Она не ответила, только прерывисто, часто дышала. Потом выхватила из сумки ворох пленок и швырнула их на заднее сиденье.
— Можешь не волноваться за свое реноме… Здесь все пленки…
Лосберг смерил ее колючим взглядом.
— Это что — запоздалое раскаяние?
— Ты, конечно, убежден, что каяться должен кто угодно, только не ты. Сам ты безгрешен и чист… Даже перед самим собой! Неужели ты думаешь, я ничего не понимаю, не чувствую? Ты опять от меня что-то скрываешь! — Она задыхалась, давилась словами, слезы и гнев душили ее. — Ты всю жизнь что-то прячешь от нас. Ты оттолкнул от себя маму, оттолкнул сына, в существовании которого ты боялся признаться даже самому себе. Ты потерял старшую дочь… Теперь хочешь потерять и меня?.. Ради чего, отец?

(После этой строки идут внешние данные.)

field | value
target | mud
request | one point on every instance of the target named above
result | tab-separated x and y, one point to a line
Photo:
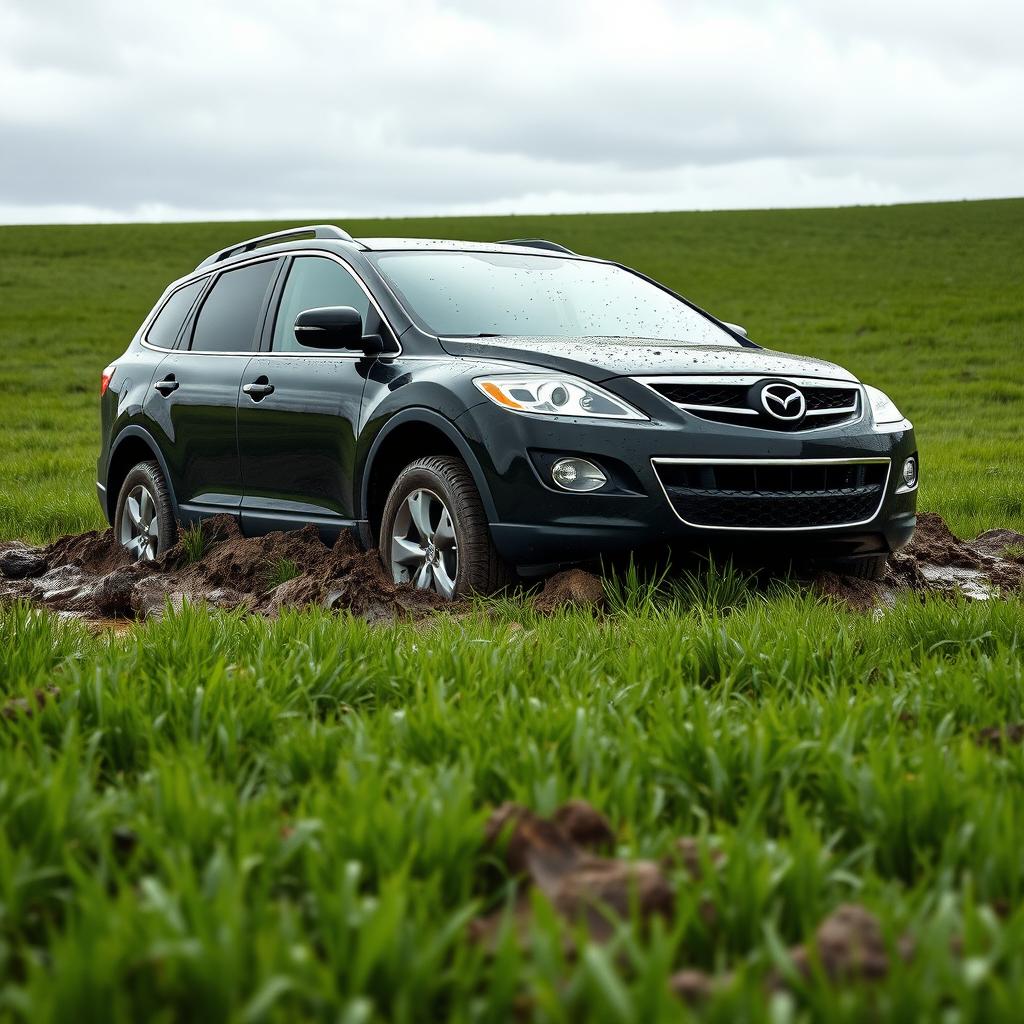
88	576
27	707
935	562
556	855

Не в силах больше сдерживать рыдания, она пулей выскочила из машина, бросилась к своему «пежо» и там, упав головой на руль, дала наконец волю слезам.
Со свистом рассекая ночкой воздух, мимо мчались редкие машины, вспыхивали сполохи фар.
Мягкая отцовская рука легла ей на голову. Марта дернулась было строптиво, но тут же затихла, обессиленная к опустошенная.
— Прости меня, дочь, — глухо сказал Лосберг. — Жизнь не удалась, ты права.
Глава 16
Черная «Чайка» плавно обогнула аскетический монумент на площади Дзержинского и подкатила к одному из подъездов мрачного серого здания с многочисленными рядами одинаково зашторенных окон.